電動化時代の犠牲者か! 「アルピナ」がBMWのサブブランド化する「苦渋の決断」の後ろにあるもの (1/2ページ)

この記事をまとめると

■アルピナが商標権をBMWに譲渡しBMWのサブブランドになる

■商標権の譲渡は電動化やCASEなどで変化する時代で生き残ることを模索しての結論だ

■スポーツ性やラグジュアリー性など、BMWにとってもアルピナの付加価値は高い

「アルピナ」はBMWが管理するブランドのひとつになる

 BMWはドイツ現地時間の2022年3月10日、アルピナから商標権を譲渡されたことを発表した。これにより、アルピナはBMW本社が直結して管理するブランドとなる。

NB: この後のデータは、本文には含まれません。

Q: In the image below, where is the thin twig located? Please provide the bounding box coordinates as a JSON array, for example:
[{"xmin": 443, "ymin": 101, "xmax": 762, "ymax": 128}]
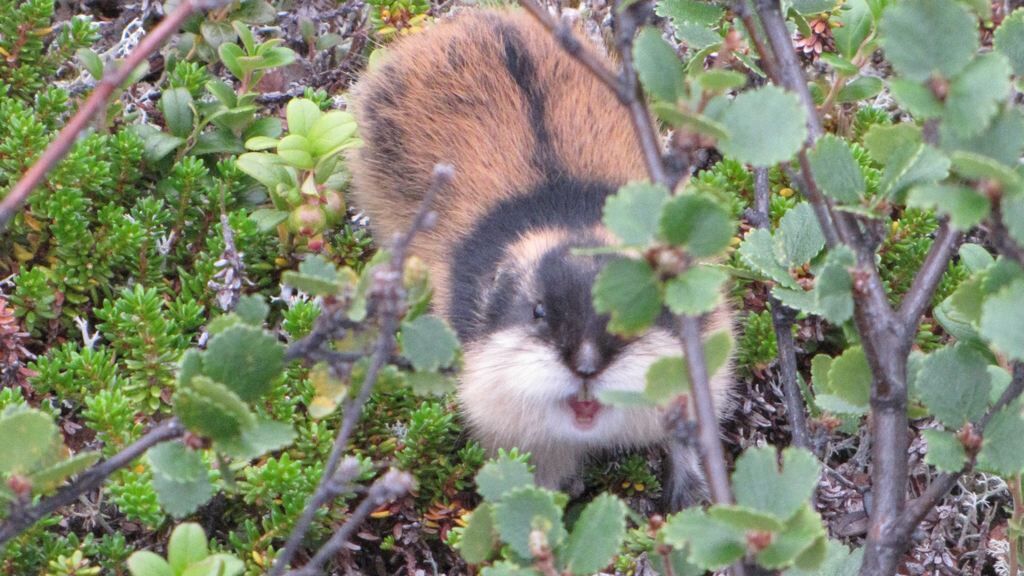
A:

 アルピナとBMWの関係はこれまで50年以上に渡って培われてきた。それがなぜ、いまこういう形になったのだろうか? まずは、ドイツ自動車産業界のスポーツモデル、ラグジュアリーモデル、そしてチューニングビジネスに関して少し振り返ってみたい。

 1960年代から70年代にかけて、モータースポーツの世界を基盤として、既存車をカスタマイズしたりチューニングする事業が生まれる。代表的な例が、BMWを用いたアルピナやメルセデス・ベンツを用いたAMGである。

 アルピナやAMGは、あくまでも独立した企業であり、BMWとメルセデス・ベンツのサブブランドではない。だが、ベース車としてBMWやメルセデス・ベンツを使い、アルピナやAMGのブランドの完成車として世界的に販売するというビジネスモデルを確立していく。

 1990年代から2000年代になると、シュニッツアー、ハルトゲ、ブラバス、ロリンザー、カールソンなど、ドイツ系チューニング関連の企業がグローバル市場で台頭し始める。彼らは、エンジンチューニングのみならず、外装では各種のエアロパーツやホイール、インテリアではシート、ダッシュボードまわり、ステアリング、シフトノブなどに独自にカスタマイズを加えていき、富裕層を中心にビジネスを広げていった。

 そうしたなかで、AMGはダイムラー(メルセデス・ベンツ)のグループ企業となり、通常モデルラインアップの中でAMGというロゴが当たり前の時代になっていった。